Oundle pupils embark upon twenty Trivium Trips!
21st February 2017

In early February, 197 eager Oundle School Third formers set off at dawn on twenty different Trivium Trips – Trippium – around the country.

Designed to place learning for its own sake at the heart of the curriculum, Trivium is a course, based purely on ‘interestingness’. It complements the School’s extensive Voluntaries programme and Extended Project Qualifications (EPQs), encouraging pupils to extend their learning beyond subjects for academic assessment.

Among destinations far afield, pupils explored the portraiture, architectural history and social traditions of London, the libraries, colleges and ancient printing presses of Oxford, the fine art and Georgian glories of Northamptonshire and Lincolnshire and the mediaeval stronghold, war damage and resurrection of Coventry.  Other groups munched their way through the food history of Birmingham and the controversies of first-hand conservation near High Wycombe. The history and trivia of Olympic London was dissected by another group, while a similarly sporting venture closer to home looked at the psychology of winning in situ.  Leicester was also a focus for several groups this year, with “Triv” sets variously exploring the discovery and burial of King Richard III, the soaring cathedral and the technological delights of the Space Museum. Another scientific excursion saw pupils head to London, where they acted as willing guinea pigs for the Museum of Science’s new extension show.  One group even ended up in prison near Oundle, after exciting sessions with police dogs and firearms – all part of a planned stop, of course!

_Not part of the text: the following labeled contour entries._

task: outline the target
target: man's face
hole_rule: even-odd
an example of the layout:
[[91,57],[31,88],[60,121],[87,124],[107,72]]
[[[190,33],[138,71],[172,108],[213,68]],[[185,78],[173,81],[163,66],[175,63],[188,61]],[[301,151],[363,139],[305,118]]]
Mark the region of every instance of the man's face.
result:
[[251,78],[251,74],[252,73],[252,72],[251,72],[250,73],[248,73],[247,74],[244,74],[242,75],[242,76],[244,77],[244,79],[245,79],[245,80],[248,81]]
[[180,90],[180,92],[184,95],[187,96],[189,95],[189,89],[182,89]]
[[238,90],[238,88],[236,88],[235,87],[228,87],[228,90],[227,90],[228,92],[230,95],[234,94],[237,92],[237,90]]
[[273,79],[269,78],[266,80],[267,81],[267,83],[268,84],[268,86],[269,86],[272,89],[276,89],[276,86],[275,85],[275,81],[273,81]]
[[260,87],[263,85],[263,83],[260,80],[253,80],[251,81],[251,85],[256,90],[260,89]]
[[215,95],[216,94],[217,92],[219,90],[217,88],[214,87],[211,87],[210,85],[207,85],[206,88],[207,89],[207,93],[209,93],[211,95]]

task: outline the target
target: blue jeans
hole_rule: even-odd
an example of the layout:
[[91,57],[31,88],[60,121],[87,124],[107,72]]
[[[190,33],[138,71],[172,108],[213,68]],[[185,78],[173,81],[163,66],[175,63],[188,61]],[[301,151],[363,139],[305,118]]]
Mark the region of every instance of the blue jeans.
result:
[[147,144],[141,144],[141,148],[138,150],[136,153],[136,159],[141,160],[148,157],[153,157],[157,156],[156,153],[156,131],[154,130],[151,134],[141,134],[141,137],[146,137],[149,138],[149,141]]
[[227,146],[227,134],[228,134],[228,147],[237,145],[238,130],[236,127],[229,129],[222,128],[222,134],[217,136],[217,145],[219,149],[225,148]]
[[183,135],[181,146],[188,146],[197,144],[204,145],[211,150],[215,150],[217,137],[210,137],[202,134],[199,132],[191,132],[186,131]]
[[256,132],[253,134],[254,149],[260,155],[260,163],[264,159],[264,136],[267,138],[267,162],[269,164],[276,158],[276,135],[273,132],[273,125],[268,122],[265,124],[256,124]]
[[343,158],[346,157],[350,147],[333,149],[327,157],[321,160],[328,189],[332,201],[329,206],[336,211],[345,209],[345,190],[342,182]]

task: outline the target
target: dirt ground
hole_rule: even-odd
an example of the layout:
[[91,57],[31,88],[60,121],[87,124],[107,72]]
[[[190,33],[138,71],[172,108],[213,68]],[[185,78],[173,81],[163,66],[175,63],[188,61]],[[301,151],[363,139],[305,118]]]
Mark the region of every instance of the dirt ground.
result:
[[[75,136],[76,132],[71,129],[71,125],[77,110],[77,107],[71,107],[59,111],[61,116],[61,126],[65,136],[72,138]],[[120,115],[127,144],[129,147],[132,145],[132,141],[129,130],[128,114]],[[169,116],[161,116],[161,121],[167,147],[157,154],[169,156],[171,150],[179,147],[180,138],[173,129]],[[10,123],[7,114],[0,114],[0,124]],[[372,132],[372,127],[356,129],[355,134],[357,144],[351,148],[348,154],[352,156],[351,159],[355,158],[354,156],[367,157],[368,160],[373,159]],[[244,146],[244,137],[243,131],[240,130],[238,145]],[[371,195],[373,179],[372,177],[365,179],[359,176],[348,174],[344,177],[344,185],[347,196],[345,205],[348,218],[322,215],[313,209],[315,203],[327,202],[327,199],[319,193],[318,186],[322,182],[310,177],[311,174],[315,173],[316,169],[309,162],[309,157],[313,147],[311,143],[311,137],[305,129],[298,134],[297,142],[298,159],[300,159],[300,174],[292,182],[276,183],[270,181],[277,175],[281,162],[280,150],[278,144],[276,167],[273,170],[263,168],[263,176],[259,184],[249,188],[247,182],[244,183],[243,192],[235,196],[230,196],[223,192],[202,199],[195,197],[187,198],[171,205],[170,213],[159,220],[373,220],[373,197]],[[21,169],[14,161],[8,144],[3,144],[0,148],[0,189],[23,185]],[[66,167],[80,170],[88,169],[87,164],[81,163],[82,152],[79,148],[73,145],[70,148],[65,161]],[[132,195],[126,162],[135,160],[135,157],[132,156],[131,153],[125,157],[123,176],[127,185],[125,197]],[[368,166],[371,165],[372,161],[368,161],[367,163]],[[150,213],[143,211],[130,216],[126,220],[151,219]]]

Languages teacher and Head of Trivium and Quadrivium (for older years), William Gunson commented, “Trippium is the annual day trip for all Trivium sets, where each group of ten pupils and their teacher goes somewhere different, with carte blanche to explore something interesting or esoteric in the UK, linked to their current extension topic.

Pupils participated in vigorous discussion, reported having their eyes opened to myriad hidden corners of culture, enjoyed the off-piste day out, and thrived on the open challenge for the event to take the most eccentric picture – a competition to which there were scores of pupil entries from the twenty different locations.  

 Many thanks to all thirty staff who drove, shepherded and intrigued our Triv pupils out and about for the day.”